Durante a pesquisa, que rendeu o doutorado a Bernardo Franklin sob orientação de Gazzinelli, o grupo também infectou camundongos com Plasmodium chabaudi, a espécie de parasita causadora da versão da malária que acomete roedores. Ao analisar as células do baço dos camundongos sete dias depois da infecção, os pesquisadores verificaram uma produção de interferon-gama 20 vezes maior em relação aos camundongos que não contraíram malária – um resultado muito semelhante ao detectado no sangue dos pacientes humanos. Finalmente, por meio de camundongos geneticamente modificados, o estudo caracterizou a sequência de eventos que leva à resposta exagerada pelo sistema imunológico. Quando o parasita entra no sangue, ele ativa um dos tipos de receptor toll-like, os TLR-9, que por sua vez induzem os linfócitos T – uma das células de defesa – a produzir o interferon-gama. Essa substância transmite às células imunes um sinal para expressarem os genes de outras variedades de TLR, fazendo o sistema de defesa responder fortemente ao plasmódio.

Próximos passos
Não acaba aí. Em busca de tomar o controle da doença, o imunologista de Minas Gerais selecionou genes mais ativos em pacientes com a febre da malária e a partir dele espera desenvolver marcadores biológicos que permitam prever a resistência ou a suscetibilidade de cada pessoa à malária. Na outra vertente do projeto, o estudo da malária em roedores pode revelar estratégias para bloquear a ativação excessiva do sistema imunológico diante da doença. Por enquanto, os resultados indicam que drogas com atividade anti­-inflamatória que interfiram com a via de sinalização dos receptores toll-like podem ser potentes aliados na luta contra a malária. Anti-inflamatórios desse tipo ainda não estão no mercado, mas alguns compostos já estão em fase de testes pré-clínicos e clínicos.
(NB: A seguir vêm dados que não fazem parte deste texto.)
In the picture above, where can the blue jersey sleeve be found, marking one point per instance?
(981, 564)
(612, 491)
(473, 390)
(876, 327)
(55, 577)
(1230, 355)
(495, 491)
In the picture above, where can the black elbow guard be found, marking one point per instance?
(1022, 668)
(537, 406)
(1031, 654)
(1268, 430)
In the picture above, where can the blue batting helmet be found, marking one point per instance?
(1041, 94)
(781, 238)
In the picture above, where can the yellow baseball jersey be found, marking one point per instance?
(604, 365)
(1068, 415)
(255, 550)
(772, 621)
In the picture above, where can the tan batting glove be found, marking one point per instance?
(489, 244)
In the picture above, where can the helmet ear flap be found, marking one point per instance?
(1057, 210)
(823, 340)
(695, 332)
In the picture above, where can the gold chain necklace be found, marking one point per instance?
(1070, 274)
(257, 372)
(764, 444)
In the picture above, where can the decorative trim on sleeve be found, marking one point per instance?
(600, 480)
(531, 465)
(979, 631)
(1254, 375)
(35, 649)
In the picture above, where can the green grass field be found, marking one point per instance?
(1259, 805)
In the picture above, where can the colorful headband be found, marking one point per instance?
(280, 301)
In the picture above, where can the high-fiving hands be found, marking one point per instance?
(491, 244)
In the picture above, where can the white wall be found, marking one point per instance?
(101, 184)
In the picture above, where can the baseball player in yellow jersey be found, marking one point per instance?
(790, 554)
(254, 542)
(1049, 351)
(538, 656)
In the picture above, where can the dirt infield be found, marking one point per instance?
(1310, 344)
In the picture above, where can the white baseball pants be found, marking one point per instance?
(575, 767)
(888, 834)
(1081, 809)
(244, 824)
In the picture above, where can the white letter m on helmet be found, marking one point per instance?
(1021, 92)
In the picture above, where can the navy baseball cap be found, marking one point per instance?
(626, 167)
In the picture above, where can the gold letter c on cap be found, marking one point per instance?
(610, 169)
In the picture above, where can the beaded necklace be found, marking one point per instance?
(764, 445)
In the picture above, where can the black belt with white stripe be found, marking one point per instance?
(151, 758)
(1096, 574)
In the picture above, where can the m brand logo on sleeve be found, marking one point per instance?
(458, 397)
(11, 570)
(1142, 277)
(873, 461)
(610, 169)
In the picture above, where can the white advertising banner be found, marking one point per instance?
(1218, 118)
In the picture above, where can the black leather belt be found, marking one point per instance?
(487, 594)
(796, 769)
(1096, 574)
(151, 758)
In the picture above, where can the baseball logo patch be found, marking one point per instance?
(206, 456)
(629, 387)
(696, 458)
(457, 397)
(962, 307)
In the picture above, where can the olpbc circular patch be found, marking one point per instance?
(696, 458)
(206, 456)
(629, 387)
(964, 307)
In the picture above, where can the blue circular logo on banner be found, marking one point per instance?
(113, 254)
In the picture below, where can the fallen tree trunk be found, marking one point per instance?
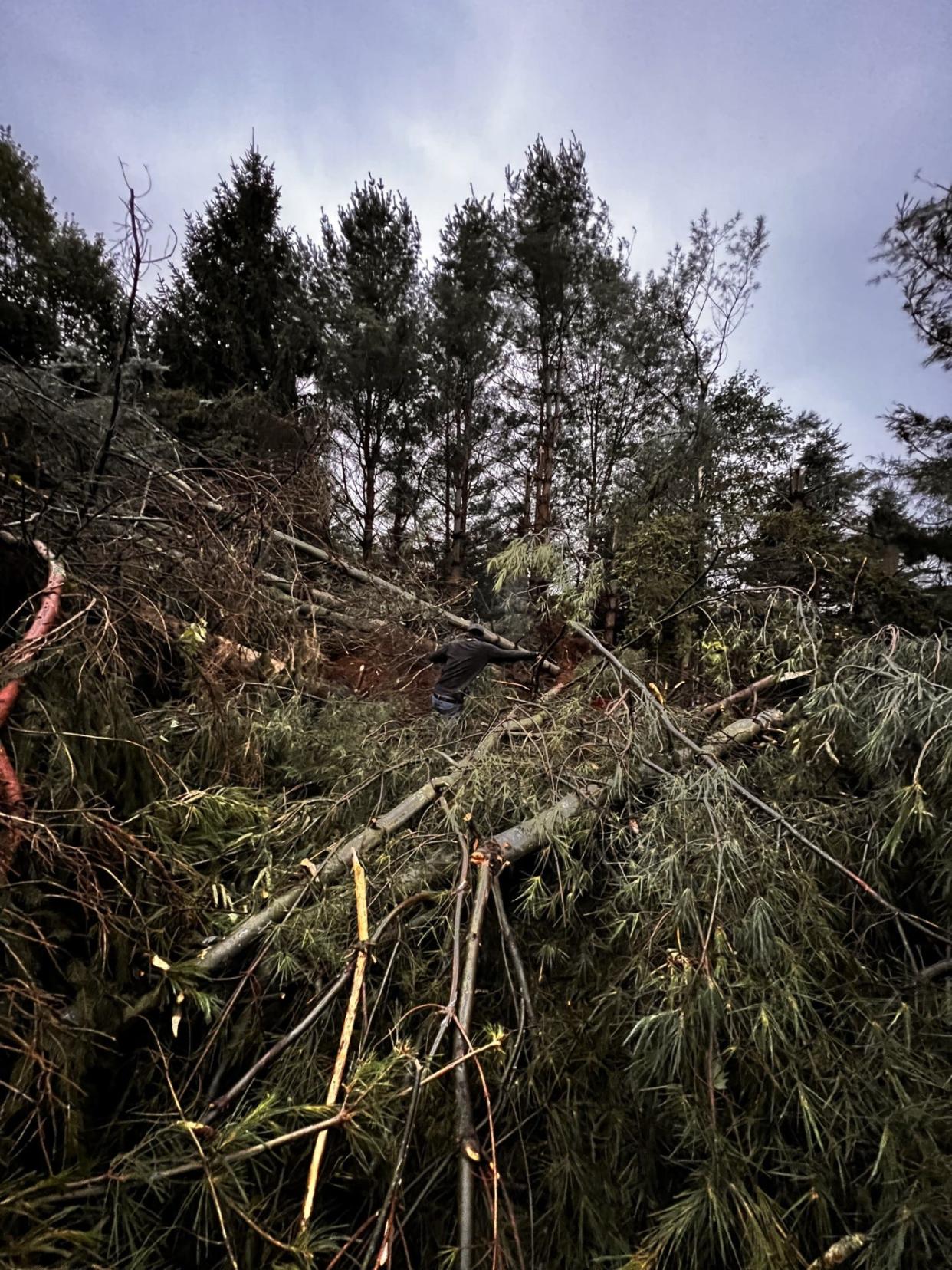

A possibilidade de se recorrer a anti­-inflamatórios é mais uma diferença entre a doença causada pelo plasmódio e a sepse, que é também caracterizada por uma reação inflamatória exacerbada. Mas, no caso da sepse, sem essa inflamação a invasão bacteriana que deu origem ao problema pode sair vitoriosa (ver Pesquisa FAPESP nº 146); já na malária, Gazzinelli e Franklin mostraram, em artigo publicado em 2007 na Microbes and Infection, que em camundongos a reação causada pelos receptores toll-like não é importante para controlar a infecção pelo plasmódio. Dessa maneira, embora não curem a malária, esses medicamentos podem ajudar a evitar os sintomas da doença.

Artigos científicos
FRANKLIN, B.S. et al. Malaria primes the innate immune response due to interferon-γ induced enhancement of toll-like receptor expression and function. PNAS. v. 106, n. 14, p. 5.789-5.794. abr. 2009.
FRANKLIN, B.S. et al. MyD88-dependent activation of dendritic cells and CD4+ T lymphocytes mediate symptoms, but is not required for the immunological control of parasites during rodent malaria. Microbes and Infection. v. 9, p. 881-890. jun. 2007.